While Covid hospital inpatient levels remain comparatively low, the very presence of the virus among inpatients, in the middle of a group who are already very vulnerable, heavily restricts operations and capacity.

Any pressure on operations and capacity inevitably has an impact on the rest of the patients in our hospitals and on those who are coming to healthcare facilities in need of help – causing longer waits for care.

During previous periods of high Covid case rates, lockdown measures have been imposed and healthcare organisations told to heavily reduce their services – but that has not happened this time.

Our healthcare services are handling much higher levels of patients than they would typically see, while trying to wade through the waiting list backlog, care for Covid patients and while there is an increasing level of staff illness and burnout.

When asked how this Christmas period may differ from last year, Mr Wallace said: “The restrictions we saw last year will not be in place, we will still be in the midst of a pandemic with the Omicron variant emerging and with a health and social care system under pressure.  

“Individuals will need to consider their own risk and make choices they feel comfortable with.

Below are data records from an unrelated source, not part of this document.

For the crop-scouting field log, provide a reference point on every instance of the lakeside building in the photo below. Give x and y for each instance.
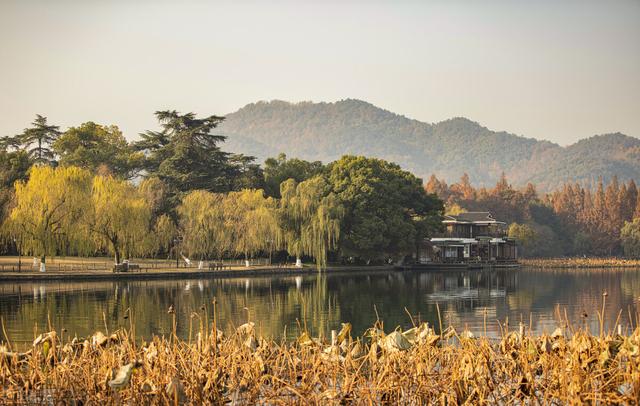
(473, 237)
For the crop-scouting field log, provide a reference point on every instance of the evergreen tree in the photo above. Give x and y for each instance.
(186, 155)
(37, 140)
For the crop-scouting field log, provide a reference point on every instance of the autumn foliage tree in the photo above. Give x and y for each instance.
(309, 218)
(47, 209)
(118, 217)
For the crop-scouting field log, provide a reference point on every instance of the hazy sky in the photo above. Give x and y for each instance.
(546, 69)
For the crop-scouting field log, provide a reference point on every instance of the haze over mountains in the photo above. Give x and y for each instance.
(326, 131)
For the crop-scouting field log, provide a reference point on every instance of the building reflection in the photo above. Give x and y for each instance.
(477, 300)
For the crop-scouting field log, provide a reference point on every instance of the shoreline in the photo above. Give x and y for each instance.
(185, 273)
(579, 263)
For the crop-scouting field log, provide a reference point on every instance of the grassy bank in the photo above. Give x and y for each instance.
(580, 262)
(398, 367)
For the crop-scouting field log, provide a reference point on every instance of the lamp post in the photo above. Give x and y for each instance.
(176, 242)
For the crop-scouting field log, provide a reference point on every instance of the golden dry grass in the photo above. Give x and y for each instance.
(412, 367)
(580, 262)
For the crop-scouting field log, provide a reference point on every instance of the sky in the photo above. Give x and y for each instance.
(554, 70)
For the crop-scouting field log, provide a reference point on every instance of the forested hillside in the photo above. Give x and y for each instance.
(326, 131)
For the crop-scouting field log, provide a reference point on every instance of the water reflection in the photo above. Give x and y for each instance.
(282, 306)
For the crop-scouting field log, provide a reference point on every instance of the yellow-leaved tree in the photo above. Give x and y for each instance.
(202, 224)
(47, 211)
(252, 219)
(119, 216)
(309, 217)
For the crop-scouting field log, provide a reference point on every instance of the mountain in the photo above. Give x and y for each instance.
(326, 131)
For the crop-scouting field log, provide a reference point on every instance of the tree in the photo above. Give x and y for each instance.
(48, 207)
(524, 234)
(163, 236)
(309, 216)
(119, 217)
(37, 140)
(630, 235)
(203, 225)
(277, 170)
(186, 156)
(252, 221)
(383, 205)
(14, 166)
(96, 147)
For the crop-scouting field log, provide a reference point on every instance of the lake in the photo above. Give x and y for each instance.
(481, 301)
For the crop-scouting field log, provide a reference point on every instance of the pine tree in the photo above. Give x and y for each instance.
(37, 140)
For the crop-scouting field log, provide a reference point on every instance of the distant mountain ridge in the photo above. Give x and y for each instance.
(326, 131)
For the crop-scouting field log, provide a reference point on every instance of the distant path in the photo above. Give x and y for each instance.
(176, 273)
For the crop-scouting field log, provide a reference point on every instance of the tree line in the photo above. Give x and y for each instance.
(87, 191)
(574, 220)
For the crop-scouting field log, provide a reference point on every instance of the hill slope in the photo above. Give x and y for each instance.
(326, 131)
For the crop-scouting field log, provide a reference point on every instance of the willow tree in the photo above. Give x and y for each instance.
(202, 224)
(162, 236)
(47, 210)
(119, 217)
(252, 219)
(309, 217)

“There are things we can do to reduce our risk and the risk to the people we care about and this includes: Wearing a face covering in enclosed public spaces; when meeting people outside your household indoors ensuring that the indoor space is well ventilated; and keeping a distance from people outside your household if possible and following good hand hygiene practices.  

“Taking a lateral flow test when you are going to be in close contact with people outside your household helps reduce the risk to yourself and others.  

“Getting a PCR test if you have symptoms and self-isolating until you get the results, if the result is positive then you must self-isolate for the full 10 days.  

“The vaccine remains our key defence against Covid-19 and while it’s important that people take up their first and second doses followed by their boosters these practical hygiene measures play a major part in supporting the roll-out of the vaccination programme.”